Responding to the concerns and needs of Beneficial Cargo Owners (BCOs) ahead of the IMO 2020 global emission regulation, global shipping consultancy Drewry announces the addition of a new BAF formula and fuel cost benchmarking service to complement its existing range of ocean freight procurement support services.
In cooperation with both shipper members of the Drewry Benchmarking Club and other parties, Drewry has developed an IMO low-sulphur rule, “Cost Impact Calculator” based on robust market data, benchmarked BAF charges and fuel cost differentials between loops and carriers.
Lack of cost transparency: Responding to the concerns of shippers
“With the compliance window to the IMO’s low-sulphur rule change in January 2020 rapidly closing, our analysis of the topic has highlighted widespread unease and uncertainty among shippers,” said Philip Damas, Head of Drewry Supply Chain Advisors. A recent survey of global shippers and freight forwarders conducted by Drewry found that three quarters of respondents had yet to receive information from their carriers on how they planned to recover the fuel cost increases widely anticipated to accompany the regulatory change. Perhaps more worryingly, over half of respondents did not consider their service providers’ existing approaches as either fair or transparent.

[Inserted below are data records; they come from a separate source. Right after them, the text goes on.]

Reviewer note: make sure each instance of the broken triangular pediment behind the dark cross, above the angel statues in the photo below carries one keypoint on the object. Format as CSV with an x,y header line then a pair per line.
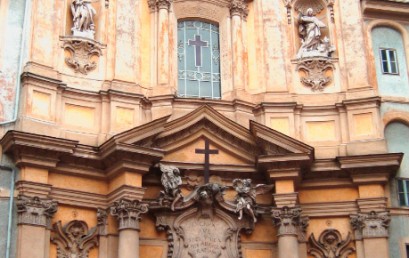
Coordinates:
x,y
237,145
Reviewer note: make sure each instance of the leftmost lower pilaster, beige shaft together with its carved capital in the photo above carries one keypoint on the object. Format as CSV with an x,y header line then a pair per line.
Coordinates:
x,y
34,218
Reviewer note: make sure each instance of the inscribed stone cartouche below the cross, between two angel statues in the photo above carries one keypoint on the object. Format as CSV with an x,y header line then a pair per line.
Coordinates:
x,y
203,225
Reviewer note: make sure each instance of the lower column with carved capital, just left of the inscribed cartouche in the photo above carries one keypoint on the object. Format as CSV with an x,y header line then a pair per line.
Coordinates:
x,y
128,213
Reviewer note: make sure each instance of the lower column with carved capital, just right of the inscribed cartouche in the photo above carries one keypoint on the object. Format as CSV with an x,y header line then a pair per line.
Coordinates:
x,y
291,225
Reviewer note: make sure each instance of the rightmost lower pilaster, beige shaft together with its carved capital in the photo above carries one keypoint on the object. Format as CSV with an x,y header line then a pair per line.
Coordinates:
x,y
371,230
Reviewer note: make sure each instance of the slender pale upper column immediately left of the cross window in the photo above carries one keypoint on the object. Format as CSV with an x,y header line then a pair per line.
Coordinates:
x,y
163,41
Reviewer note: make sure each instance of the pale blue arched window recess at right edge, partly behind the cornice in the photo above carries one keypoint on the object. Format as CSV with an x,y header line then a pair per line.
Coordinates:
x,y
394,133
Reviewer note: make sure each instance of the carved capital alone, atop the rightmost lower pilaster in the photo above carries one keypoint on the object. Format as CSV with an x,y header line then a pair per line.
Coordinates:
x,y
370,225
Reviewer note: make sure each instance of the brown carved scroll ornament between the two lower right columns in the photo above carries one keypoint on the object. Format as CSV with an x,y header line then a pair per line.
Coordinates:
x,y
330,245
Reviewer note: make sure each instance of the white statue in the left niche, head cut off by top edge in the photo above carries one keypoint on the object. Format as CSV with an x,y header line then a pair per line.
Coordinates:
x,y
83,17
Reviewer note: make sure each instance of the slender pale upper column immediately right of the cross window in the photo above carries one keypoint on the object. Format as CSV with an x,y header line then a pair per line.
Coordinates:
x,y
238,12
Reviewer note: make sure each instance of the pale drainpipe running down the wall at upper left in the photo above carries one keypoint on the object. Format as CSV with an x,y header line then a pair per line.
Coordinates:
x,y
26,23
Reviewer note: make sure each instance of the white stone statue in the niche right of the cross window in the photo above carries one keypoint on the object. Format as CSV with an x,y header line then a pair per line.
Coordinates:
x,y
310,32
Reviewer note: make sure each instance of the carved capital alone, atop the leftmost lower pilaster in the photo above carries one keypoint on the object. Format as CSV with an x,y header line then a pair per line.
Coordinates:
x,y
35,211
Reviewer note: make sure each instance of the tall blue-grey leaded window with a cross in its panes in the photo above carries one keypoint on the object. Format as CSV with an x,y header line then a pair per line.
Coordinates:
x,y
198,60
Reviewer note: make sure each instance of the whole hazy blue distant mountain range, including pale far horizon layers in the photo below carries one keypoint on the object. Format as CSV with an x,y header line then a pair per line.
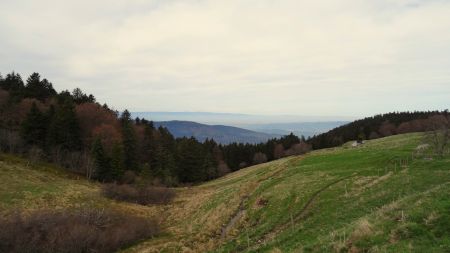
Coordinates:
x,y
244,128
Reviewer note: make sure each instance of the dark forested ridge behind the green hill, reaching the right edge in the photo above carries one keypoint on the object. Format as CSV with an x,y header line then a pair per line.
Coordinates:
x,y
381,125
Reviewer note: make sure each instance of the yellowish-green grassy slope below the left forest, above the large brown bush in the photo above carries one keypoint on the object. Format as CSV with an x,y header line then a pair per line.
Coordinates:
x,y
26,187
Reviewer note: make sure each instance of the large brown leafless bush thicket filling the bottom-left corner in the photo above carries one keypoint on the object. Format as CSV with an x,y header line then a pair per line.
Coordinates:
x,y
87,230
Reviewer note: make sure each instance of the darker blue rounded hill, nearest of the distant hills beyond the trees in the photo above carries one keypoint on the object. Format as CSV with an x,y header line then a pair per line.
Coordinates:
x,y
220,133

“These research findings are amplified by the complexity of the issues in play; the cost recovery models, the lack of cost transparency etc.,” added Philip Damas. “Thorough preparation, information-sharing and changes to fuel charge contractual terms are now required.”
The new Cost Impact Calculator responds to these concerns through a new range of fuel cost verification services alongside Drewry’s existing freight procurement and cost benchmarking products to help medium and larger BCOs better understand their fuel cost exposure and mitigate future cost increases.
Significant additional costs to be heaped on the industry
Based on independent “futures” prices, low-sulphur marine fuel prices per tonne will be 55% higher than current high-sulphur fuels and Drewry considers that the probable “worst case” scenario is that fuel costs (paid by carriers) and fuel surcharges (paid by shippers) in global container shipping will increase by 55-60% in January 2020.
Drewry is currently working with other shipper groups to obtain more information on current versus the likely post-IMO fuel consumption mix. Further, the consultancy has already requested detailed fuel data and BAF policy information from several carriers.